When she finally stepped into the intersection of the Damascus highway and the country lane, she saw Gideon was beaming at her. That same smile.

He hopped down off the marker and held out his arms. “It’s been so long. It’s so wonderful to see you again, Nadira. How are you?”

She stopped short of his arms and pulled off her helmet. “Hot and sweaty. What are you doing here?”

“Waiting for you, of course. I heard about the siege at Constantia and I figured you’d be coming this way, sooner or later.” He glanced over his shoulder to the north. “The army passed by about four hours ago.”

Nadira nodded. She shuffled past him and sat down with her back against the little stone pillar he had been sitting on. It was slightly cooler there in the shadow of the bushes. “Why are you here, really?”

Gideon winked at her. “Can’t I just want to see you?”

She sighed and squinted up at him. “That? Again? Really?”

“Is it so wrong that I’m attracted to women my own age?”

“Yes.”

He nodded slowly as the humor around his eyes faded away. “All right then. I wanted to warn you. I met a woman a short while ago. She had an Osirian following her, and I dealt with him. But this woman, Asha, is very special, and she may be coming your way one day.”

“She’s already come and gone.” Nadira spat in the bushes and pulled her flask from her belt.

“Oh.” Gideon frowned. “Already? I suppose I lost track of time. Sorry. So you met her?”

“Yeah, I did.” Nadira took a drink.

“And she’s doing all right?”

Nadira laughed. “We killed a dragon together.”

“Did you really?” He squatted down beside her with a bit of boyish glee in his eyes. “A big one?”

“The biggest. We did hit a snag, though.” Nadira sighed and wiped the sweat from her face. “It possessed her. Asha. And I don’t just mean that ear of hers. The whole damned snake got inside her.”

“Oh no,” Gideon whispered.

“Oh yes. And what the hell is that thing?” Nadira pointed at the brass gauntlet on his right arm.

“It’s my sword,” he muttered, his eyes wandering the ground aimlessly. “Possessed? Did she change? Did you have to kill her?”

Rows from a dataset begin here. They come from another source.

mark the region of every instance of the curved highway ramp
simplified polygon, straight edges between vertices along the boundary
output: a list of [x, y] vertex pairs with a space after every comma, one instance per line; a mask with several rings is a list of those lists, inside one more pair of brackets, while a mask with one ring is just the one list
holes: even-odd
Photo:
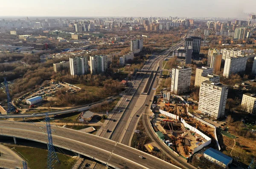
[[[47, 129], [44, 124], [1, 121], [0, 128], [0, 135], [47, 142]], [[54, 126], [51, 128], [54, 146], [89, 157], [116, 169], [180, 169], [116, 141], [72, 129]], [[140, 158], [140, 155], [144, 159]]]

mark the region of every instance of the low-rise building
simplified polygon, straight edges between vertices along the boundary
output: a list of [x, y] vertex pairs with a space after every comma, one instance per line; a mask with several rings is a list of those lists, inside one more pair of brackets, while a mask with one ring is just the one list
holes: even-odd
[[241, 106], [247, 112], [255, 113], [256, 112], [256, 95], [248, 93], [244, 94]]
[[204, 156], [211, 162], [226, 168], [232, 163], [233, 159], [224, 154], [209, 148], [205, 150]]
[[26, 102], [27, 104], [32, 105], [41, 102], [43, 101], [43, 98], [40, 96], [35, 96], [28, 99], [26, 99]]

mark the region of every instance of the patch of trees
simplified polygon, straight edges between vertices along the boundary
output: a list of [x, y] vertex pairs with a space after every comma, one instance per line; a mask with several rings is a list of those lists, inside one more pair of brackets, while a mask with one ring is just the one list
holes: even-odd
[[20, 60], [25, 56], [26, 55], [22, 54], [0, 53], [0, 63], [4, 62], [5, 60], [7, 60], [8, 62]]

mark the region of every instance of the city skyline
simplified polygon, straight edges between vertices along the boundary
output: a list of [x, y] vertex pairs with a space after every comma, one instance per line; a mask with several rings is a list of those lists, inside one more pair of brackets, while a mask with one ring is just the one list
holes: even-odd
[[[245, 2], [246, 1], [246, 2]], [[40, 2], [32, 0], [14, 2], [6, 1], [0, 7], [0, 16], [28, 17], [231, 17], [249, 18], [244, 13], [255, 12], [253, 7], [256, 1], [247, 0], [220, 0], [207, 2], [202, 0], [186, 1], [182, 0], [162, 0], [156, 4], [151, 0], [117, 0], [105, 1], [99, 0], [84, 2], [78, 0], [70, 8], [60, 0], [51, 2], [50, 6], [42, 6]], [[15, 6], [13, 4], [15, 3]], [[247, 5], [250, 4], [250, 5]], [[79, 4], [76, 6], [76, 4]], [[214, 8], [215, 10], [209, 10]]]

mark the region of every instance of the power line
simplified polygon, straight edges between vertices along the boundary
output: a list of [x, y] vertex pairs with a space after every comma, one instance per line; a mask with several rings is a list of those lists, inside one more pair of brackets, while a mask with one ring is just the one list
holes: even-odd
[[[47, 128], [47, 134], [48, 139], [48, 154], [47, 159], [47, 168], [52, 169], [54, 163], [58, 161], [60, 163], [60, 161], [58, 158], [57, 154], [54, 149], [54, 146], [52, 143], [52, 130], [51, 130], [51, 124], [50, 124], [50, 118], [48, 115], [48, 113], [45, 113], [45, 121], [46, 122], [46, 127]], [[53, 163], [53, 161], [56, 160], [56, 161]]]

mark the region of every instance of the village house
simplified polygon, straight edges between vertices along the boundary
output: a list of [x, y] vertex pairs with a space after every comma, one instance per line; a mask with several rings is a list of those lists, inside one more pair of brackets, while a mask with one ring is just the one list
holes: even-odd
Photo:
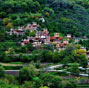
[[54, 33], [54, 36], [50, 37], [50, 42], [52, 44], [60, 43], [62, 40], [62, 37], [59, 37], [59, 33]]
[[71, 34], [67, 34], [66, 38], [69, 40], [71, 38]]
[[24, 29], [29, 31], [36, 31], [36, 29], [39, 27], [39, 25], [36, 22], [33, 22], [32, 24], [28, 24]]
[[18, 29], [10, 29], [10, 32], [8, 32], [9, 35], [15, 34], [17, 37], [23, 35], [25, 32], [22, 29], [22, 27], [19, 27]]

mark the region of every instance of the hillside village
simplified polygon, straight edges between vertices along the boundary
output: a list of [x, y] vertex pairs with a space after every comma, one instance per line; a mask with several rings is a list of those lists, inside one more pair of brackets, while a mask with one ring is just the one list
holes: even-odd
[[67, 34], [66, 38], [63, 39], [60, 37], [59, 33], [54, 33], [54, 36], [50, 36], [47, 28], [43, 28], [42, 31], [39, 30], [39, 25], [36, 22], [32, 24], [28, 24], [26, 27], [19, 27], [18, 29], [10, 29], [8, 32], [9, 35], [15, 34], [17, 37], [24, 35], [26, 31], [35, 32], [35, 36], [27, 36], [26, 39], [22, 39], [20, 41], [21, 45], [26, 45], [32, 43], [34, 47], [41, 47], [44, 44], [53, 44], [57, 50], [64, 49], [67, 44], [69, 44], [69, 40], [72, 38], [71, 34]]
[[[34, 32], [34, 37], [26, 36], [26, 39], [22, 39], [19, 41], [21, 46], [32, 44], [35, 48], [41, 49], [43, 45], [53, 45], [54, 51], [61, 51], [66, 48], [68, 44], [71, 44], [69, 41], [72, 39], [73, 43], [78, 43], [79, 39], [72, 37], [71, 34], [67, 34], [65, 38], [60, 36], [60, 33], [54, 33], [53, 36], [50, 36], [50, 33], [47, 28], [43, 28], [41, 31], [39, 30], [40, 25], [36, 22], [32, 24], [27, 24], [26, 27], [18, 27], [17, 29], [11, 28], [7, 34], [16, 35], [17, 37], [25, 34], [26, 31]], [[89, 51], [86, 50], [85, 47], [81, 47], [81, 49], [86, 51], [86, 55], [89, 58]]]

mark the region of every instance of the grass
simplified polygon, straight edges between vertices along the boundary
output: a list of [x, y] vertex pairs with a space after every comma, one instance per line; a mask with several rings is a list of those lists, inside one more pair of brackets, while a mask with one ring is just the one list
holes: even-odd
[[89, 84], [79, 84], [77, 88], [89, 88]]
[[8, 64], [23, 64], [23, 62], [10, 62]]

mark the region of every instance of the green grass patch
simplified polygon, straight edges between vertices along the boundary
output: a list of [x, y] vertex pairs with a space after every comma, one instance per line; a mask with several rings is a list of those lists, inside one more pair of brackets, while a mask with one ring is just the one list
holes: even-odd
[[22, 66], [3, 66], [5, 70], [19, 70]]
[[8, 64], [17, 64], [17, 65], [20, 65], [20, 64], [23, 64], [23, 62], [10, 62]]
[[89, 88], [89, 84], [79, 84], [78, 88]]

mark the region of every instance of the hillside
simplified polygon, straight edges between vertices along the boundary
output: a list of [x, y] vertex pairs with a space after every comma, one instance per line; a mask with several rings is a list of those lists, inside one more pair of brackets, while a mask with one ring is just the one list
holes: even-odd
[[[36, 21], [51, 33], [79, 37], [89, 32], [89, 0], [0, 0], [0, 6], [1, 29]], [[41, 17], [45, 23], [39, 21]]]

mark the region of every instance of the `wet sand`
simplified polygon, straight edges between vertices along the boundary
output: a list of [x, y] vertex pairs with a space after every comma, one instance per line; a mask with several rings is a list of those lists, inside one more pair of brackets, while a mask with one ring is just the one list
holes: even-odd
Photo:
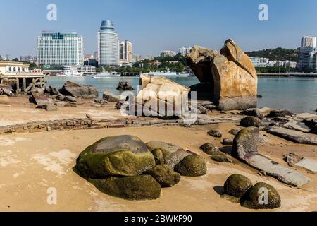
[[[85, 117], [87, 111], [99, 115], [120, 117], [120, 112], [87, 106], [58, 107], [58, 112], [45, 112], [34, 106], [19, 107], [20, 100], [11, 107], [0, 107], [1, 123], [13, 119], [30, 121]], [[32, 109], [35, 112], [30, 112]], [[18, 111], [18, 112], [17, 112]], [[104, 112], [104, 113], [103, 113]], [[90, 114], [90, 113], [89, 113]], [[20, 115], [19, 115], [20, 114]], [[4, 121], [2, 121], [2, 119]], [[14, 122], [14, 121], [13, 121]], [[24, 122], [24, 121], [23, 121]], [[239, 173], [248, 177], [254, 184], [264, 182], [275, 187], [282, 198], [281, 208], [265, 211], [317, 210], [317, 177], [304, 169], [297, 170], [311, 181], [300, 189], [290, 187], [271, 177], [258, 174], [258, 171], [242, 163], [218, 163], [211, 160], [199, 147], [206, 142], [221, 148], [222, 138], [207, 135], [211, 129], [220, 129], [223, 137], [233, 137], [228, 131], [238, 126], [232, 123], [184, 128], [180, 126], [103, 129], [21, 133], [0, 136], [0, 210], [1, 211], [254, 211], [220, 197], [227, 177]], [[262, 132], [261, 132], [262, 133]], [[161, 141], [190, 150], [203, 156], [207, 162], [207, 174], [197, 178], [182, 177], [173, 188], [163, 189], [157, 200], [132, 202], [99, 192], [92, 184], [75, 174], [72, 168], [78, 154], [86, 147], [108, 136], [130, 134], [144, 142]], [[316, 146], [298, 145], [268, 135], [269, 142], [260, 144], [260, 152], [287, 166], [282, 155], [295, 153], [317, 160]], [[57, 191], [57, 204], [49, 205], [49, 188]]]

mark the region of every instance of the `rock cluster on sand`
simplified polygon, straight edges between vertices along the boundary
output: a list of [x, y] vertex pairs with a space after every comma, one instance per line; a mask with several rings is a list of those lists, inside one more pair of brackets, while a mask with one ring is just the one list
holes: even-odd
[[230, 176], [224, 185], [225, 194], [240, 199], [242, 206], [251, 209], [280, 208], [281, 199], [276, 189], [266, 183], [254, 186], [249, 178], [240, 174]]
[[133, 90], [134, 88], [129, 82], [120, 81], [117, 87], [118, 90]]
[[259, 128], [249, 127], [241, 130], [235, 138], [232, 155], [285, 184], [300, 186], [310, 181], [299, 172], [287, 168], [261, 155], [259, 153]]
[[219, 109], [256, 107], [256, 71], [234, 41], [227, 40], [220, 52], [194, 46], [187, 60], [201, 85], [209, 87]]
[[[152, 153], [148, 147], [153, 146]], [[129, 200], [159, 198], [161, 187], [180, 182], [180, 174], [174, 168], [190, 177], [206, 170], [199, 155], [158, 141], [145, 144], [132, 136], [104, 138], [81, 153], [76, 164], [78, 173], [99, 191]]]

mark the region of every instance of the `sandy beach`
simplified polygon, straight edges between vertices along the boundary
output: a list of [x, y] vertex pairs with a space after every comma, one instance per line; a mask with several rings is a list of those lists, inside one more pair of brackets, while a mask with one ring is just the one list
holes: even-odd
[[[59, 107], [57, 112], [35, 109], [25, 97], [11, 99], [11, 107], [0, 106], [0, 125], [72, 117], [120, 118], [120, 111], [92, 107], [89, 101], [76, 107]], [[219, 112], [211, 113], [215, 115]], [[228, 113], [230, 114], [230, 113]], [[228, 131], [239, 128], [235, 123], [180, 126], [149, 126], [101, 129], [58, 132], [19, 133], [0, 136], [0, 210], [1, 211], [254, 211], [220, 197], [230, 175], [241, 174], [252, 183], [264, 182], [279, 192], [282, 206], [265, 211], [317, 210], [317, 176], [294, 167], [311, 179], [301, 188], [285, 185], [271, 177], [239, 162], [213, 162], [199, 149], [210, 142], [223, 148], [222, 138], [209, 136], [207, 131], [218, 129], [223, 137], [233, 138]], [[261, 132], [261, 133], [266, 133]], [[132, 202], [99, 191], [73, 170], [79, 153], [95, 141], [113, 135], [134, 135], [144, 142], [161, 141], [173, 143], [204, 157], [207, 174], [197, 178], [182, 177], [175, 186], [162, 189], [155, 201]], [[313, 145], [299, 145], [266, 133], [268, 141], [260, 144], [260, 153], [285, 167], [283, 155], [290, 153], [317, 160]], [[230, 147], [225, 149], [230, 149]], [[49, 188], [57, 191], [57, 203], [46, 201]]]

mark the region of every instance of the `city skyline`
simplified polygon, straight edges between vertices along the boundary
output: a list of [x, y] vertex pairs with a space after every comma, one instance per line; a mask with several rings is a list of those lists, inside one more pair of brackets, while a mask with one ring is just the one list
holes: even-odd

“No. Her little friend helped her get the beast under control.” Nadira took another drink and offered the flask to him. “For now.”

He waved the flask away. “That poor girl. Where is she now?”

“No idea. I mentioned the Aegyptians to her, so she might be heading for Alexandria.”

“With a dragon inside her? What about Lilith?!”

She rolled her eyes at him. “I told her about Lilith.” Nadira belched.

Gideon sighed and sat down beside her. “Nadira.” He reached for her hand, but she pulled it back to scratch roughly under her breast. He sighed and took back his hand. “Nadira, please. It breaks my heart to see you like this. We were so happy once. Do you even remember that? Do you remember what it means to be happy?”

Nadira fell very still and quiet, her eyes fixed on the horizon. “Yes, I remember. I remember everything. Every day, every touch. Every damned second of it.”